Lucene is a high-performance full-text retrieval engine that uses an inverted file index structure. This data structure and corresponding generating algorithm are as follows:
0) • The contents of the article 1 and 2 Articles 1 are: Tom Lives in Guangzhou Too. Article 2's content is: He ONCE Lived in Shanghai.1) Since Lucene is based on keyword index and Inquiries, first we have to get the keywords of these two articles, usually we need to do the following to add measures a. We now have the article content, namely a string, we must first find all the words in the string, ie words. English words are better treated due to space separation. The Chinese words are connected together to require special particle treatment. b. "in" in the article, "Once" "TOO" is nothing in the actual meaning, "" Yes "in Chinese is usually no specific meaning, and these words that do not represent the concept can be filtered out of C. Users typically hope that "He" can also be found when "HE" is found, so all words need to be uniform. d. Users typically hope that "live", "live", "Live", "lived" is needed to restore "live", "Live" e. The punctuation symbol in the article is usually not Indicates a concept, or filter out in Lucene's measures by the Analyzer class.

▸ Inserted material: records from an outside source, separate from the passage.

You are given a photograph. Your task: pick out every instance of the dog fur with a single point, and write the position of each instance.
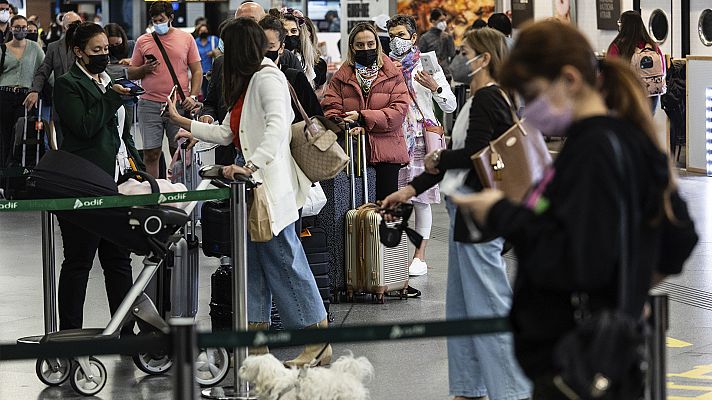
(343, 380)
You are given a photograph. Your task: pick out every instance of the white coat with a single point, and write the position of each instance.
(446, 100)
(265, 133)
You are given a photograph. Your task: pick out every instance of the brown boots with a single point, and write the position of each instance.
(313, 354)
(258, 326)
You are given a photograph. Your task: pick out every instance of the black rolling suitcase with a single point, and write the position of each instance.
(28, 146)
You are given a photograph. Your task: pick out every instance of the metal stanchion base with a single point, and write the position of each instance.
(30, 339)
(226, 393)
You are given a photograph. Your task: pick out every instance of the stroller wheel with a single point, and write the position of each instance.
(82, 384)
(53, 371)
(153, 364)
(211, 366)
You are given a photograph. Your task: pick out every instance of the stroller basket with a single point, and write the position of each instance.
(61, 174)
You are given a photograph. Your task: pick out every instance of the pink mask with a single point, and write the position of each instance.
(549, 119)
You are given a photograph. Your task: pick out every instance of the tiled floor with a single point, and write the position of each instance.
(404, 370)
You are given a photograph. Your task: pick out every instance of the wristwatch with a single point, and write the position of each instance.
(252, 167)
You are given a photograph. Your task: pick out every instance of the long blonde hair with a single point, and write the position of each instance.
(492, 41)
(544, 48)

After treatment? All key words of article 1 are: [Tom] [live] [Guangzhou] [i] [Live] [Guangzhou]? All key words of article 2 are: [HE] [live] [Shanghai] 2 After you have a keyword, we can set up an inverted index. The above correspondence is: "Article number" on "all keywords in the article." The inverted index poured this relationship and became: "Keyword" for "all articles with this keyword". Articles 1, 2 turns into keywords after changing ?? Article number guangzhou 1HE ?????? 2i ??????? 1live ????? 1, 2shanghai? 2 Tom ????? 1
Usually I only know which articles in the article are not enough, we also need to know the number of times and the position of the keyword in the article, usually there are two positions: a) character position, that is, record the word is the first few Character (advantage is that the keyword is brightly positioned); b) Keyword position, that is, record the word is the second keyword in the article (the advantage is saving index space, phrase), LUCENE recorded This is this location.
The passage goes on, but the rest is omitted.